Franco García Becerra
Chez Franco García Becerra, le fantastique semble moins relever d'une rupture que d'une survivance. Quelque chose du passé, du rituel, de la violence collective ou du rapport au territoire continue d'agir dans le présent, non comme relique mais comme force active. C'est cette continuité inquiète qui donne à son cinéma sa densité particulière. L'horreur n'y vient pas seulement effrayer les vivants. Elle rappelle que le monde social se construit sur des couches de mémoire qui n'acceptent jamais tout à fait d'être enterrées.

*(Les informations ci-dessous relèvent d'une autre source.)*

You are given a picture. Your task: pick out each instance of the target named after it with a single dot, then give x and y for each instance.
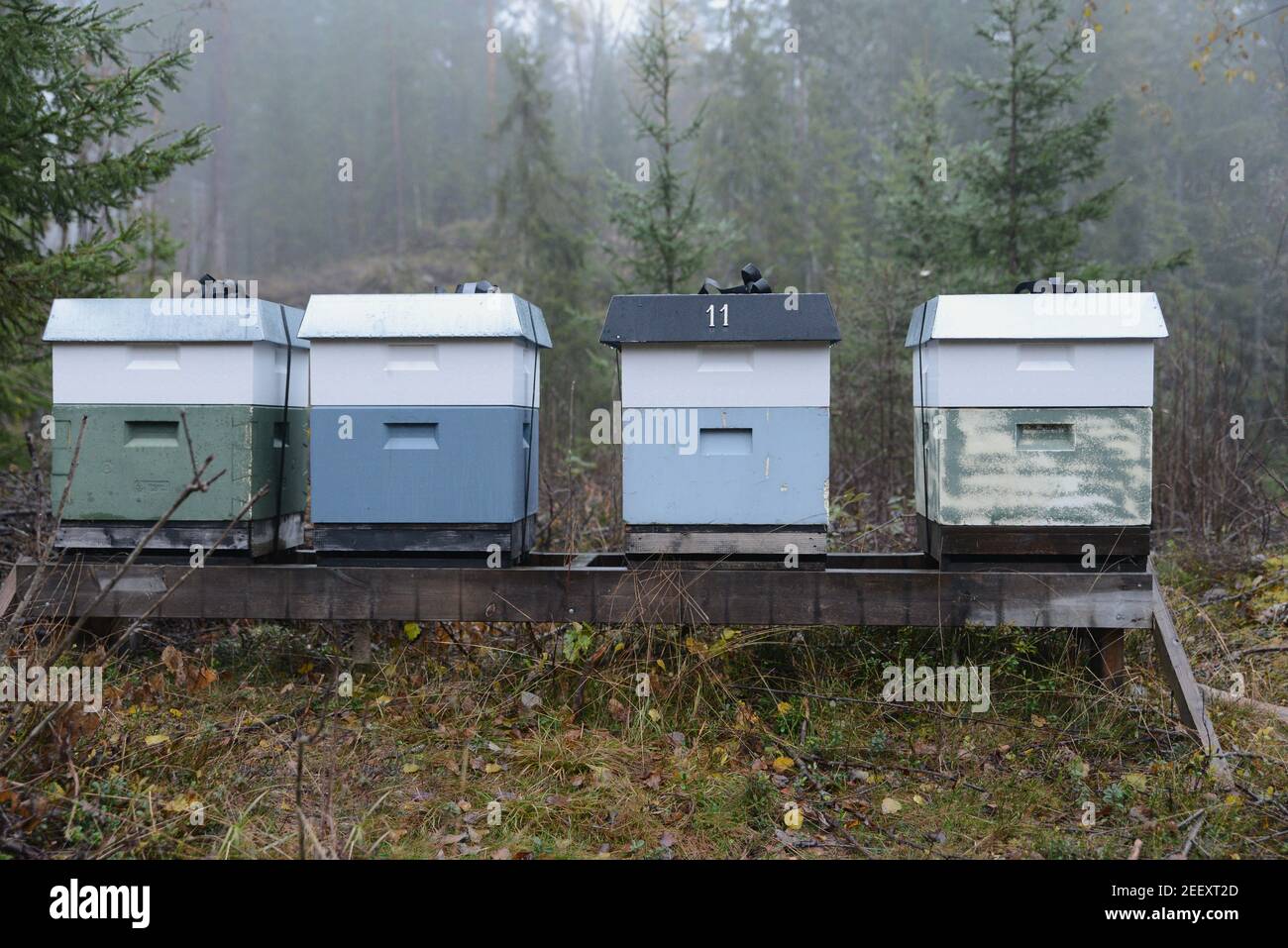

Cette orientation rapproche son travail du folk horror autant que du supernatural horror, mais avec une sensibilité qui ne réduit pas la tradition à l'imagerie. García Becerra semble comprendre qu'un rite, une croyance, une coutume ou une légende n'ont de poids à l'écran que s'ils organisent réellement les rapports humains. Qui parle au nom de la mémoire. Qui la subit. Qui tente d'y échapper. L'invisible ne flotte pas au dessus du monde. Il y est déjà pris dans des structures de pouvoir, de dette, d'appartenance.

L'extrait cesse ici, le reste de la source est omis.